Distributed representation: phenotypes and genes as inputs and features

Posted 6 February 2016 at 06:23 at age 27.

In reading the introduction to the Deep Learning book by Ian Goodfellow, Yoshua Bengio and Aaron Courville, I came across the concept “distributed representation.” This idea struck me as parallel to the depiction of genetics in Richard Dawkins’s 1976 book The Selfish Gene.

Figure 2 from: Asgari E, Mofrad MRK (2015) ContinuousDistributed Representation of Biological Sequencesfor Deep Proteomics and Genomics. PLoS ONE 10 (11): e0141287.doi:10.1371/journal.pone.0141287" class="mt-image-none" height="602

Distributed representation apparently arose during the “connectionism movement” in the 1980s, and means:

Each input to a system should be represented by many features.
Each feature should be involved in the representation of many possible inputs.

The given example is how distributed representation allows modeling nine vehicles of three different types, three colors each, using only six neurons: one for each color and one for each vehicle type. This is better than nine neurons each dedicated to a specific type-color combination. It’s easy to see how this is much improved, especially with larger numbers of inputs (or features? – I’m a little fuzzy still).

Throughout the introduction, the authors point out how deep learning modeling parallels biological neurons and how the brain works, but they emphasize deep learning marches on with little input from neurology. The current lack of investigative tools into brain function undoubtedly plays a role here.

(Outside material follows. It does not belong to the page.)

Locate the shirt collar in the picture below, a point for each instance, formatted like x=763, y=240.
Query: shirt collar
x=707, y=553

Another parallel that compelled me to write this down for later reflection is the description of distributed representation matches my understanding of genes and phenotypes. I don’t think this is anything new, for we’ve known for a while some genes have multiple effects and some effects depend on multiple genes, and there’s much interdependence.

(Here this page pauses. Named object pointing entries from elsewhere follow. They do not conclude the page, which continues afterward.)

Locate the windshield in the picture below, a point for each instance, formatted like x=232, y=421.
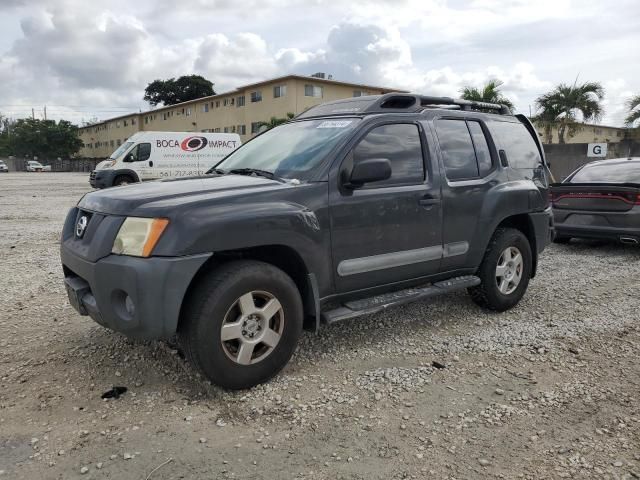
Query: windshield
x=121, y=149
x=291, y=150
x=624, y=171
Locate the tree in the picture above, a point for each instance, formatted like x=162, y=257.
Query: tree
x=172, y=91
x=562, y=104
x=633, y=104
x=275, y=121
x=490, y=93
x=43, y=138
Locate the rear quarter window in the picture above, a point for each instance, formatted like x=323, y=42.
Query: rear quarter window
x=515, y=139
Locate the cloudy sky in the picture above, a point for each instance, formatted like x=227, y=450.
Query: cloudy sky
x=83, y=59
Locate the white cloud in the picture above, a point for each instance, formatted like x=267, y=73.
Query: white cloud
x=73, y=52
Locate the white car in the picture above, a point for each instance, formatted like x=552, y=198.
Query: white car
x=33, y=166
x=154, y=155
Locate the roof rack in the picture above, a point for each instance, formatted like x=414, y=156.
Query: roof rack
x=398, y=103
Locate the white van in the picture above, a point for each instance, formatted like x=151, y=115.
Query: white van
x=153, y=155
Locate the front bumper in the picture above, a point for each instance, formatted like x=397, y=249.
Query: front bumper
x=544, y=228
x=139, y=297
x=596, y=232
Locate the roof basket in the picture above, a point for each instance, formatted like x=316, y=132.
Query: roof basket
x=397, y=103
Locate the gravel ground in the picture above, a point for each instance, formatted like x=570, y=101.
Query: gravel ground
x=550, y=389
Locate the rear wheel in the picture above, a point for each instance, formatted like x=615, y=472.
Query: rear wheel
x=505, y=271
x=242, y=323
x=122, y=180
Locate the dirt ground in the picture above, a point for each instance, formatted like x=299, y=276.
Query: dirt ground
x=550, y=389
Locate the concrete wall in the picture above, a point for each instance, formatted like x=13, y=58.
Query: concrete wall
x=564, y=159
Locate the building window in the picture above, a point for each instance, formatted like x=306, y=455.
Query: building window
x=312, y=91
x=256, y=96
x=255, y=127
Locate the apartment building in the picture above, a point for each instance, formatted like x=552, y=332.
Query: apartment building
x=239, y=111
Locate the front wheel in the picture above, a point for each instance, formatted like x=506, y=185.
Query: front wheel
x=505, y=271
x=241, y=324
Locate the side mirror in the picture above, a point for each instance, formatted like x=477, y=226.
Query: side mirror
x=367, y=171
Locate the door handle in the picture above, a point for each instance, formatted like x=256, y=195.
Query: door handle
x=503, y=158
x=429, y=200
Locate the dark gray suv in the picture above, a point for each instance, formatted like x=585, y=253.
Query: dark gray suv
x=353, y=207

It’s interesting the structure of genes and their expressed phenotypes is similar to the structure of neurons and their computed outputs. Perhaps the general computation algorithms behind neurons are also at work in our DNA, though we don’t recognize genes as performing computation. But what else could it be? DNA sequences are clearly data. They just happen to be data that are also molecules that happen to spontaneously cause other molecules to build proteins and more that leads to a biological end result. DNA could be thought of as data that initiates its own computational evolution. It builds a computer (proteins, cells, tissues, a whole body) that does work in the universe and ends up creating new DNA, generally through reproduction, perpetuating the cycle.

So, what does that mean?

Well, my knowledge in all these areas is limited, but I want to learn more! Even though billions of years of evolution resulted in a system where the data (DNA) computes on itself, and we often find nature’s solutions are optimal, I doubt the ultimate machine learning situation would involve data creating its own computational framework in quite the same way. But who knows. This all does have me thinking about the idea the universe itself might be a computer, which I think I first read about in Ray Kurzweil’s The Singularity is Near. If all of life is based on DNA, and evolution could be looked at as DNA computation, then all of life could be a computer. I think the universe-computer idea was more along the lines of physics and quantum particles, but maybe that just means biology is a bunch of virtual machines running on a quantum computer that is the universe. (I swear I am totally sober right now.)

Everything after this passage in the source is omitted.